Consistency and inconsistency

Stephen Kirchner raises all sorts of issues in this post (no permalink) which I just found (interestingly enough, just after giving a talk to a leftish audience in which I criticized, among other ‘magic puddings’, the idea that expenditure could be funded by deficits in the long run). After talking in a rather waffly way about the US budget, Kirchner says:

Similarly, it has been amusing to watch many left-of-centre economists re-discover fiscal conservatism now that the government in the US is spending money on stuff they don’t like. John Quiggin characteristically overstates his case in referring to the rise of ‘banana republic populism’ in the US. There are many objections one could raise to the growth in non-defence discretionary outlays under the Bush Administration. But one can’t help but think that deficits of similar magnitude incurred by a Democratic Administration in the wake of a major recession would not occasion similarly alarmist predictions from the likes of Quiggin.

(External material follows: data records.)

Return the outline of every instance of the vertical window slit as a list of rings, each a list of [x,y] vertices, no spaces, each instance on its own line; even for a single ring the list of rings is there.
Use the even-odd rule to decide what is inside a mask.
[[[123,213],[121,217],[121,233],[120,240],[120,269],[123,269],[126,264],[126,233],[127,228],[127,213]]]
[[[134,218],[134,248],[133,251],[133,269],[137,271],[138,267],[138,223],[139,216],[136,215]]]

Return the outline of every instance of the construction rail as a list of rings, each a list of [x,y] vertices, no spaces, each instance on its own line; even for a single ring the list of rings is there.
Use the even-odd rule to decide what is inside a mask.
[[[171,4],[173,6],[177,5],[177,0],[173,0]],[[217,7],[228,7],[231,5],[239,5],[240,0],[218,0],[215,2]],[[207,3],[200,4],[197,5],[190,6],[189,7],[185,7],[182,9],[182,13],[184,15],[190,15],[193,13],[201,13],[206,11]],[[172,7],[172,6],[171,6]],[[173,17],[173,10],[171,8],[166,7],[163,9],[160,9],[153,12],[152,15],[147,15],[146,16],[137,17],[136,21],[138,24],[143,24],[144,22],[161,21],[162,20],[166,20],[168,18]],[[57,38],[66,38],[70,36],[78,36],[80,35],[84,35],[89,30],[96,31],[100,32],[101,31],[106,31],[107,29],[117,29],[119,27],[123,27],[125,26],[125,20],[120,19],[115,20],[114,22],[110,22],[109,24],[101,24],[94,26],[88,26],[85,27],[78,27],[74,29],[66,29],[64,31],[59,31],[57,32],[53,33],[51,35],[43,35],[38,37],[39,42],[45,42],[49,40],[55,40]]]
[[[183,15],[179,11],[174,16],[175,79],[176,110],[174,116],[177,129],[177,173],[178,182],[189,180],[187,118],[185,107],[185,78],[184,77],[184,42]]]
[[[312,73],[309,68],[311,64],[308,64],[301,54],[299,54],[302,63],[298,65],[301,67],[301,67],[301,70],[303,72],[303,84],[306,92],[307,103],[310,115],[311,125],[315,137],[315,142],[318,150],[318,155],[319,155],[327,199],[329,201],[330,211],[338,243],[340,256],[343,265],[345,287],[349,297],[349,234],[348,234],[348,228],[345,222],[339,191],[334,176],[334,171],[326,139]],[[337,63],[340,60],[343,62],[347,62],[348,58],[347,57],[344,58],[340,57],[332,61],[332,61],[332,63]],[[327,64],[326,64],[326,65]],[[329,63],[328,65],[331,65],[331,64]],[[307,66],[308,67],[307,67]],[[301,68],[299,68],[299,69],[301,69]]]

My first response is that it’s a bit annoying when you take the trouble to post almost your entire output on the Web and someone makes this kind of comment without reading what you’ve written. I’ve written many times, and in many different contexts, on the need for a ‘golden rule’ approach in which budgets are balanced (more precisely, public net worth is stable) over the course of the economic cycle. But Kirchner feels free to present me as a recent convert to fiscal conservatism motivated by political partisanship.

The second point is that the objection is not to the current relatively modest deficits, associated, as Kirchner says, with a major recession, but at the projection of deficits growing indefinitely into the future. Brad de Long gives the alarming details in numerous posts on his site.

The final point relates to Kirchner’s own inconsistency. He denies being a Keynesian, but seems to imply that running deficits in recessions isn’t such a bad idea (or maybe he’s just imputing this viewpoint to me). Or perhaps, like the US Republicans, he thinks that deficits are always good. I’ll leave it to him to clarify his position on all this.

To summarise, I don’t see anything wrong with the proposed US budget deficit for this year or next . But if a government of any political color put forward a long-term fiscal strategy as irresponsible as that put up by Bush, I would certainly be raising the alarm.

Update Following a discussion you can read in the comments thread, Stephen Kirchner has now graciously withdrawn the suggestion that my concern about fiscal sustainability is politically selective.